Discussion in 'Outdoor Gardening in the Pacific Northwest' started by soccerdad, Apr 1, 2012.

  1. soccerdad

    soccerdad Active Member 10 Years

    Messages:
    432
    Likes Received:
    12
    Location:
    Vancouver, BC, Dunbar area
    I need to transplant a Paw Paw (Asamina triloba). I read everywhere that they have a virtual tap root and so are hard to transplant but that in any event they must, unlike most plants, be transplanted in the spring after their dormant period has come to an end.

    Mine has buds about .5' long. The temperature here in Vancouver is now reaching about 5 c at night; although it can fall lower it is very unlikely to freeze again. Is there anyone who can say if this is or is not the right time to transplant it?
     
  2. Tree Nut

    Tree Nut Active Member

    Messages:
    262
    Likes Received:
    0
    Location:
    PNW
    I can't really comment for sure on whether this is the best time to transplant or not, but can't think of a better time than spring to transplant. The size of the tree matters as well, as smaller always transplant better. How are you going to transplant, hand dig or tree spade? The less trauma to the tree (less damage to the roots) the better. If it is reasonably small I don't think you will have problems.
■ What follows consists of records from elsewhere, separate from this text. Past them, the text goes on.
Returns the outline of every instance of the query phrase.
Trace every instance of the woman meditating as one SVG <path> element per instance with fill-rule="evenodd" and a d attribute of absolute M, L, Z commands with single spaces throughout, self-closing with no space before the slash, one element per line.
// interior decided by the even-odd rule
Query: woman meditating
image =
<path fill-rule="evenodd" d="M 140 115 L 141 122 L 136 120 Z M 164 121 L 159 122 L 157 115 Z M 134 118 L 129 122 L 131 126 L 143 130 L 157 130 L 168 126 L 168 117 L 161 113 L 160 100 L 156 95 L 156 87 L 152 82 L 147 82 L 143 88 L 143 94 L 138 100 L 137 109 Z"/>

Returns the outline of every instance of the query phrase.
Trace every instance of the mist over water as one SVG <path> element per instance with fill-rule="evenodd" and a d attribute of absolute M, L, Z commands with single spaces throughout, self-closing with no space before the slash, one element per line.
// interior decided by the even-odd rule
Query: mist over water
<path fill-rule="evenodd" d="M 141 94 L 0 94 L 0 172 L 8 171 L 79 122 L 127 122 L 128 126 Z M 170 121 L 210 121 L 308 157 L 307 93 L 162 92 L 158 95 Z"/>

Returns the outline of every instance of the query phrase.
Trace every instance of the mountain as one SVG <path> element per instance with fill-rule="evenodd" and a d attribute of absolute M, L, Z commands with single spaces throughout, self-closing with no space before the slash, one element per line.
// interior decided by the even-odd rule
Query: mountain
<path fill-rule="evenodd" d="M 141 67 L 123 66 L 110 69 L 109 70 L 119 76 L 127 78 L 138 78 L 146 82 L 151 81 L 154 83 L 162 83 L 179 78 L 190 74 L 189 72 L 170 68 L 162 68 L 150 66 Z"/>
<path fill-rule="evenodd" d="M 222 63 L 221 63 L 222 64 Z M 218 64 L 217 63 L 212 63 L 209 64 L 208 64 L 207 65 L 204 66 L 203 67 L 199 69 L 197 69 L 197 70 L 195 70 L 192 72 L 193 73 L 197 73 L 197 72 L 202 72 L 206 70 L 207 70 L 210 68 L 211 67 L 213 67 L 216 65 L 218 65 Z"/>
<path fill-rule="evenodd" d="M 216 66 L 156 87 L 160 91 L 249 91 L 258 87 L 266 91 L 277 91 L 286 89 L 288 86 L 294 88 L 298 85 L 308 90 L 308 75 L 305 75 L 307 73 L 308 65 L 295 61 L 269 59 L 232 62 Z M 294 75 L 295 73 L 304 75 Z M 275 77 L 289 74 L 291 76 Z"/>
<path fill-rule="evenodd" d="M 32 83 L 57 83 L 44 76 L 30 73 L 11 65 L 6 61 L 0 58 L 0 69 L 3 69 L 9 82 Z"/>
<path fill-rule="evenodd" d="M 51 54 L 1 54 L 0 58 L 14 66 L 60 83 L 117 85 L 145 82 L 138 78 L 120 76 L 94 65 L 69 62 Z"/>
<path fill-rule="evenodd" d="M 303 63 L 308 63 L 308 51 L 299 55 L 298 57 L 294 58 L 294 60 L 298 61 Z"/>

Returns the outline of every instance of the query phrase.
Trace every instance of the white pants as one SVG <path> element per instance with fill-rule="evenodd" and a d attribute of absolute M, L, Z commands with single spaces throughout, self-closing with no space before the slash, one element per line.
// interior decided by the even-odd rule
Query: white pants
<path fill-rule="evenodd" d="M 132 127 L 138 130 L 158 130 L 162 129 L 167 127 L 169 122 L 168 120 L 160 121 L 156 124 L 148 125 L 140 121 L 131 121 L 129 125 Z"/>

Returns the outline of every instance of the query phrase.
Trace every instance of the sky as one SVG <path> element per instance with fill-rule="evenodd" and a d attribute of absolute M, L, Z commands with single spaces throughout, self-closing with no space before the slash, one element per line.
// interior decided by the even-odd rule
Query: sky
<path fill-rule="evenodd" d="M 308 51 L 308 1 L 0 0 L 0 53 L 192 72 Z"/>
    What I'd really like to know is how old your trees are, how big they are, and whether they have borne fruit yet or not. I have 6 year old paw paws that are chest high, but haven't borne fruit yet. Any luck with yours?
     
  3. soccerdad

    soccerdad Active Member 10 Years

    Messages:
    432
    Likes Received:
    12
    Location:
    Vancouver, BC, Dunbar area
    I will dig by hand. The tree is only chest height.

    It is about 4 years old. Last year it had blossoms but no fruit. I need another in the vicinity for pollination and although I have two others neither is big enough yet to blossom.
     
  4. Poetry to Burn

    Poetry to Burn Active Member

    Messages:
    829
    Likes Received:
    1
    Location:
    Philadelphia PA
    I don't have any transplanting experience. I have the cult 'Sunflower' which is supposedly self fertile. It is to a degree. But when another flowering plant is nearby the fruiting increases exponentially.

    So...when those younguns are mature enough to flower there will be fruit!

    I had a another cult growing near the 'Sunflower'. It flowered for 2 seasons and for 2 seasons I had amazing fruit. Then it died back to rootstock. So now, like you, I'm waiting for the species plant to flower. Without cross pollination the cultivar only hatches about 4-5 fruit from a 15-20 foot tree.